Yo iba descendiendo, desprendiéndome de las paredes de mi útero inmobiliario pero dando la batalla; traje al plomero, al carpintero, al exterminador de plagas, al electricista cuando empezaron los lapsos de oscuridad, al terapeuta de casas cuando la tristeza no amainaba, hice fiestas para que mis amigos me ayudaran contra la grandulona hija de puta que no paraba de agredirme. Hablé con los pájaros para que no dejaran de venir a saludarme.
Pero ganaba poco terreno, casi nada. Pronto me vi en dificultades para abrir y cerrar la puerta principal, me había desbarrancado hasta el cérvix uterino y mis probabilidades de sobrevivir en el interior eran pocas.
Cuando salía, por más que revisaba dos o hasta tres veces que la puerta hubiera cerrado, al volver me encontraba con la sorpresa de que la había dejado abierta. Y al entrar y darle tremendo azotón tras de mí para estar segura y tranquila en mi barrio de casas seguras y tranquilas, descubría con horror que había dejado la puerta abierta. Otra vez.

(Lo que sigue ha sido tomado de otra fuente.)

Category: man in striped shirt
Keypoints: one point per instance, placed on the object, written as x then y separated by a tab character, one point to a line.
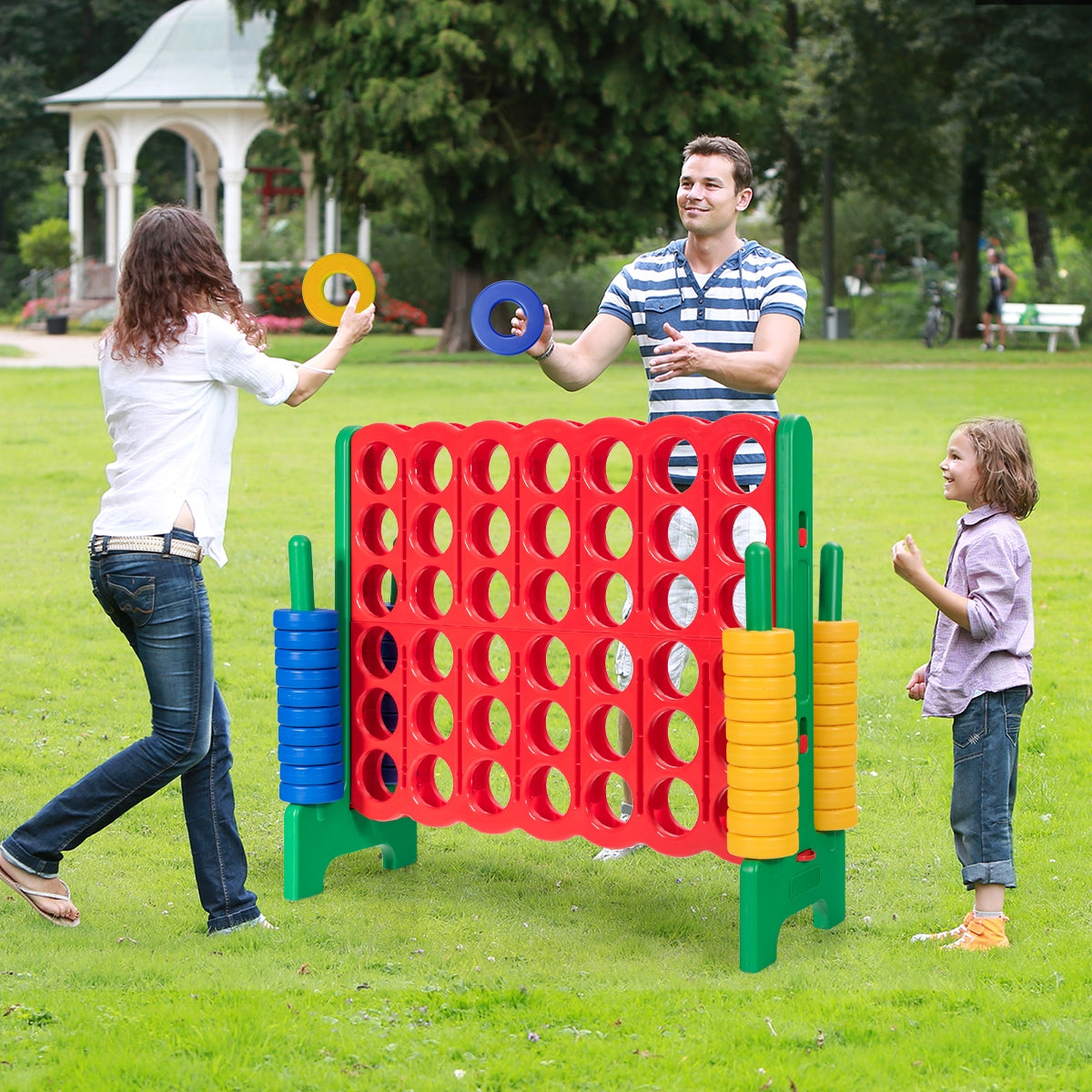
718	320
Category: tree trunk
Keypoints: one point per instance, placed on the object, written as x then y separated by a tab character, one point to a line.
793	174
464	285
971	190
1042	247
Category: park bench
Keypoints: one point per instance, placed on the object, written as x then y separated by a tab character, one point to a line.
1049	319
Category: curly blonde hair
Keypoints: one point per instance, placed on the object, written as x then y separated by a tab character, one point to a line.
1005	464
173	267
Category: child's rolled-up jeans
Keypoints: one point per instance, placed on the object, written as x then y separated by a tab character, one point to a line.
986	745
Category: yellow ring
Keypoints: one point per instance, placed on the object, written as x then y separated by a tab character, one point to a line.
315	281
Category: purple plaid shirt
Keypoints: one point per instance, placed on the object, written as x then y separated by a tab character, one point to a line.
991	565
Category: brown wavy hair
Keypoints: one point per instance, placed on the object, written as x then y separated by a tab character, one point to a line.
173	268
1005	465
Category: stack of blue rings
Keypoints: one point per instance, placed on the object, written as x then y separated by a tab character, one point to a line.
309	719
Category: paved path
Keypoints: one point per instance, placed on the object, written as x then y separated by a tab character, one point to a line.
49	350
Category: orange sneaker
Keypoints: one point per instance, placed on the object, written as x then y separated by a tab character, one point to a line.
948	934
982	933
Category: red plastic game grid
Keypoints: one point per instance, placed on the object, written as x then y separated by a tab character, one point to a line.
472	562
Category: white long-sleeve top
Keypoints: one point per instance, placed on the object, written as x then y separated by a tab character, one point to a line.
173	429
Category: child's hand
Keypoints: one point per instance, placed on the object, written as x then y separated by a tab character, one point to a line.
915	688
906	560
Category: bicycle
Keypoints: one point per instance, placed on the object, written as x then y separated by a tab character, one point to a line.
938	320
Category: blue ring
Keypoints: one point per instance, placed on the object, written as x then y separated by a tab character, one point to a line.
511	292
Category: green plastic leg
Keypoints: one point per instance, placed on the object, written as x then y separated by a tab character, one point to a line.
316	834
771	891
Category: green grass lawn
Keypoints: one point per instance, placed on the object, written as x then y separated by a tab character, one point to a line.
501	962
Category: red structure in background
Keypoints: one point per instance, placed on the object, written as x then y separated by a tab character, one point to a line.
430	509
268	191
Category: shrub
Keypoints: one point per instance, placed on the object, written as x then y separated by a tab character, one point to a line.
281	293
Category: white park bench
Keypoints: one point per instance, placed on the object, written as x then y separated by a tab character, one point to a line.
1049	319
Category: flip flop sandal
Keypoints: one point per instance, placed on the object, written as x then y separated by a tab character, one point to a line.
31	895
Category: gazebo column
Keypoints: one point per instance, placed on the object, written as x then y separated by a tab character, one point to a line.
76	181
311	201
210	187
110	228
125	181
233	177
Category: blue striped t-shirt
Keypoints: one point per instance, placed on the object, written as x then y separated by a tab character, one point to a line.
660	288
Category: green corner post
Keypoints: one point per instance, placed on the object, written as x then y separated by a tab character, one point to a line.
317	834
771	891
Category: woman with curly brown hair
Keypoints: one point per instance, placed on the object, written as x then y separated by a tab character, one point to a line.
170	369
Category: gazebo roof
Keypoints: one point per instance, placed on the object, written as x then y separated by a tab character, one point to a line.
194	52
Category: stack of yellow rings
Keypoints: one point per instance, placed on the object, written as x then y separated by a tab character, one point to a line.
763	752
834	751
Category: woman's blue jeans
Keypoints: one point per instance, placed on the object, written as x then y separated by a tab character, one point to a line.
986	746
161	605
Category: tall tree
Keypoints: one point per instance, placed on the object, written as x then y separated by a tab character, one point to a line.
511	129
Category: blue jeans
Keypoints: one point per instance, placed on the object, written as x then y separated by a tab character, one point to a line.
986	745
162	607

Pero es que yo soy tan terca y tan tonta que puedo pelear con cuatro muros y seis puertas y proferirle mis mejores insultos a un refrigerador o a una mesa antes de darme cuenta que no tiene caso seguir peleando. Así que me aferré con lo que pude mientras pude y peleé sin estrategia pero con mucho brío cada episodio.
Era un mes de febrero, como ahora, cuando descubrí que el óxido en la puerta principal había formado un número cero, redondo, perfecto, un cero vacío y hermoso, lleno de posibilidades.
Aquél número tres de la pared húmeda había llegado al límite de su cuenta regresiva. Tres años. La puerta no abrió, la llave no era.
Me senté en la banqueta a pensar si llamaba a uno de mis contratistas rescatadores para que volaran la chapa de la entrada pero hay batallas que sólo se ganan cuando renuncias a ellas.
Así que renuncié y me mudé. Y ocurrió que el inquilino que vivía en mí, uno cuyo nombre era algo así como dolor en la boca del estómago, también desalojó, se cambió a otro sitio.
Lo que pasaba, ahora lo sé, era que esa casa no me quería y no iba a quererme nunca por más que lo intentáramos.
La gente y sus casas, decimos, como si nos pertenecieran.
Las casas y su gente, tal vez sería más adecuado decir, y aceptar sin falsas soberbias ni aspiraciones de autonomía que son ellas, las que nos poseen a nosotros.